Принесли мишень, и Платов с большого расстояния одну за другой послал в ее центр три стрелы. Наполеон воскликнул «браво», но лицо его тотчас же стало холодным.
— Скажите, генерал, неужели на Дону все казаки столь метко стреляют?
— Если понадобится, то все, — не моргнув глазом, подтвердил Матвей Иванович.
— О! — воскликнул Наполеон. — С таким войском трудно было бы сражаться.
— Зачем же сражаться? — возразил донской атаман. — Лучше дружить.
На той встрече Наполеон подарил ему золотую табакерку, а Платов ему свой лук, украшенный драгоценными каменьями. Табакерка и по сей день была при нем. Взял ли Наполеон его лук, когда шел покорять Москву и тем более когда в ноябре 1812 года, бросив армию, бежал в почтовой карете под именем Коленкура, оставив маршала Нея прикрывать отступление своей разбитой армии, этого Матвей Иванович не знал.
Стараясь улечься на жестком диване поудобнее, Платов свесил левую ногу, и сапог звонко царапнул шпорой немытый пол. Тупая боль на мгновение сковала позвоночник и тотчас отпустила. «Это уже не от простуды, а от старости, — решил он и тяжело вздохнул. — Разве легко в шестьдесят два годика с рассвета и до заката качаться в седле наравне с молодыми казаками, ходить в атаки под артиллерийским огнем, показывая войскам пример хладнокровия и неустрашимости».
Лишь на несколько минут успел он забыться в зыбком сне, но мгновенно очнулся, когда в комнату, намеренно громко стуча сапогами, вошел Спиридон и сказал:
— Ваше превосходительство, командиры полков собрались и ждут распоряжений.
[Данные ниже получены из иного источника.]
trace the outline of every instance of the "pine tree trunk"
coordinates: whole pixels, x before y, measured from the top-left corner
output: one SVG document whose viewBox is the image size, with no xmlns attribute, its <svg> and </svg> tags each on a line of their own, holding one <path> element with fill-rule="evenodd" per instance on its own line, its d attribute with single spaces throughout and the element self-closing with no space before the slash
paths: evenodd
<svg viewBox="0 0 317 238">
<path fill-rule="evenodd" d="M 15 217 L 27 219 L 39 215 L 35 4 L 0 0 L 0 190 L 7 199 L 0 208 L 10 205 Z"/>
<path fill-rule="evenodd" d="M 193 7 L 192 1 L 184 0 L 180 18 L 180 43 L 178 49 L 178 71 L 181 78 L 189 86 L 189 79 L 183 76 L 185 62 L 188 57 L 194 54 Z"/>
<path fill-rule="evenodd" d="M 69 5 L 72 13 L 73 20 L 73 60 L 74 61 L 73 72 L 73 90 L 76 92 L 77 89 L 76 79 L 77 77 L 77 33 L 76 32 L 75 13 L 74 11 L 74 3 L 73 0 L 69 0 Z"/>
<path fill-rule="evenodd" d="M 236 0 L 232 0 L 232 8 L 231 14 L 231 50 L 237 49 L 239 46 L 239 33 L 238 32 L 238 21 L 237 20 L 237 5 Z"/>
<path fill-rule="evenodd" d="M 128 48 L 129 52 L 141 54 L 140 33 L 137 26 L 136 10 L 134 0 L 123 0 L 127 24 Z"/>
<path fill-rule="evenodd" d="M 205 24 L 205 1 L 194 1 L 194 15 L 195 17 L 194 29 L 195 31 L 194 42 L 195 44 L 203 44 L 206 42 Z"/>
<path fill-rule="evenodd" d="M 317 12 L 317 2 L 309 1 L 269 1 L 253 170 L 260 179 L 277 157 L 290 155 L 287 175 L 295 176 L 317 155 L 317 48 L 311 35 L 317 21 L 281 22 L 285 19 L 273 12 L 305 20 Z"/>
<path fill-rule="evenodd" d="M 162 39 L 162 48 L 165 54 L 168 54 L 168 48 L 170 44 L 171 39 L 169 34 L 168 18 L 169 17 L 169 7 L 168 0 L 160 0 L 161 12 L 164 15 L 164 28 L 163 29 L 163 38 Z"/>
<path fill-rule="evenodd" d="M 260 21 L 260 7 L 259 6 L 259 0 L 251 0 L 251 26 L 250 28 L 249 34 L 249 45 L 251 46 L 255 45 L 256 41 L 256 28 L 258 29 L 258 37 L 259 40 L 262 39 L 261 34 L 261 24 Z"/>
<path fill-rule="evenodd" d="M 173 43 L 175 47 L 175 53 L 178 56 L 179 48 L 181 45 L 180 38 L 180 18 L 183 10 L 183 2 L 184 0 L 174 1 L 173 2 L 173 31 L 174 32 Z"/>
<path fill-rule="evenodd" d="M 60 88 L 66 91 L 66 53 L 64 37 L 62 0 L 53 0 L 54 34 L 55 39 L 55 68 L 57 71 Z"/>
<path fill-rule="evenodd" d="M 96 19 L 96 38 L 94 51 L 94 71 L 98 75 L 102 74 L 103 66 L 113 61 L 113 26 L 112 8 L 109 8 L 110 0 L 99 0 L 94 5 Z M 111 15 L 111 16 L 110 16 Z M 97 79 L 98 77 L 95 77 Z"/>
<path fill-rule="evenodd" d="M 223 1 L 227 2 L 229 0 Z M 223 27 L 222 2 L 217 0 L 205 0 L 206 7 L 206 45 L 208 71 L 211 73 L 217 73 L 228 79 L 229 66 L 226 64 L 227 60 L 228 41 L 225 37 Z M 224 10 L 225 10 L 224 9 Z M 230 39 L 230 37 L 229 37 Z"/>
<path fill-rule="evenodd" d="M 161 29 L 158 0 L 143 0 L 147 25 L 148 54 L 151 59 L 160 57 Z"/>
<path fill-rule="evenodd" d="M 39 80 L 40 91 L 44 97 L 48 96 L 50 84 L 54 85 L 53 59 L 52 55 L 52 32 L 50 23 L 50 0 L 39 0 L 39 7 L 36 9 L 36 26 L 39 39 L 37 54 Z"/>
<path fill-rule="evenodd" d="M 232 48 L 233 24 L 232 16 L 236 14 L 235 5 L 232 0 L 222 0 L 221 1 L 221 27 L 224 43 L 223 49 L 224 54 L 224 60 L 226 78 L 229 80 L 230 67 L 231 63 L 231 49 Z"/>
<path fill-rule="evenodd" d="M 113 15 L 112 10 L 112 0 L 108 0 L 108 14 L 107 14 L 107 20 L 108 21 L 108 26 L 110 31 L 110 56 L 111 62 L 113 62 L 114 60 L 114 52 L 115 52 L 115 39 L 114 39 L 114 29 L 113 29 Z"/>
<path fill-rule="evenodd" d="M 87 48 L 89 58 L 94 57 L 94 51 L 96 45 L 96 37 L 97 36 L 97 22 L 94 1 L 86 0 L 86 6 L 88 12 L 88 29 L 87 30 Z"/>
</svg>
— Зови, — приказал Матвей Иванович.
Когда несколько рослых полковников, гремя саблями, вошли в комнату, он уже успел протереть глаза и накинуть на себя черную кавказскую бурку, сразу сделавшую богатырской его не слишком-то крупную фигуру.
— Садитесь, боевые мои соратники, — приветливым жестом пригласил их Платов и развернул на столе полевую карту. — Спиридон, пришпиль-ка ее получше да позаботься о самоваре. — Потом он встал, разминая кривые кавалерийские ноги, циркулем ткнул в небольшой черный прямоугольник. — Вот Намюр, дорогие мои полковники, крепость, что застряла у нас как в горле кость. И дышать трудно, и сразу ее не проглотишь. Но хочешь не хочешь, а чтобы хорошо дышать, надо ее немедленно проглотить.
— Проглотим, — всколыхнулся над столом голос полковника Коротаева. — И не такие крепости проглатывали.
— Спасибо за подобную готовность, — одобрил Платов. — А теперь послушайте и меня. — Платов уперся локтями о край стола, ладонями охватил седеющую голову с розовыми залысинами. — Как известно вам, сегодня утром я посылал в Намюр парламентера. Была слабая надежда на то, что гарнизон благоразумно сдастся. Однако комендант сей крепости оказался довольно дерзким офицером и решительно отклонил капитуляцию. — Платов отнял от головы ладони, сцепил их перед собой. — Что будем делать, господа полковники, в подобной, неблагоприятно для нас сложившейся обстановке? — Он встал и, не снимая бурки, прошелся по комнате, бросив косой взгляд в темный угол, где Спиридон возился с медным пузатым самоваром, таким родным в этих далеких от России краях, — Разумеется, господа, самый простой выход — это дождаться, пока подтянется пехота с артиллерией и численный перевес будет за нами. Но позволю себе заметить, что Намюр — опорная крепость на пути к Парижу и, если не взять ее с ходу, наступление всей русской армии будет замедлено. А имеем ли мы на то право?
— Нет, не имеем! — выкрикнул кто-то из полковников, а остальные поддержали его сдержанным гулом голосов.
— Правильно, — проговорил Платов. — Надо штурмовать. Но так как нас мало, то предлагаю осуществить сей штурм в ночное время. Полки должны быть спешены и выдвинуты на осадную позицию, орудия также выдвинуты вперед. Что касаемо лошадей, то они будут оставлены позади. С наступлением темноты приказываю при обозах и на всей глубине нашего тыла непрерывно жечь костры и переносить огни все дальше и дальше от крепости, дабы создать у неприятеля иллюзию, что на него идет несметная сила. Мои славные боевые полковники! Вспомним пословицу: на бога надейся, а сам не плошай. С вашей помощью я решился взять этой ночью Намюр и открыть дорогу на Париж. Мы русские, и никакая сила нас не сломит!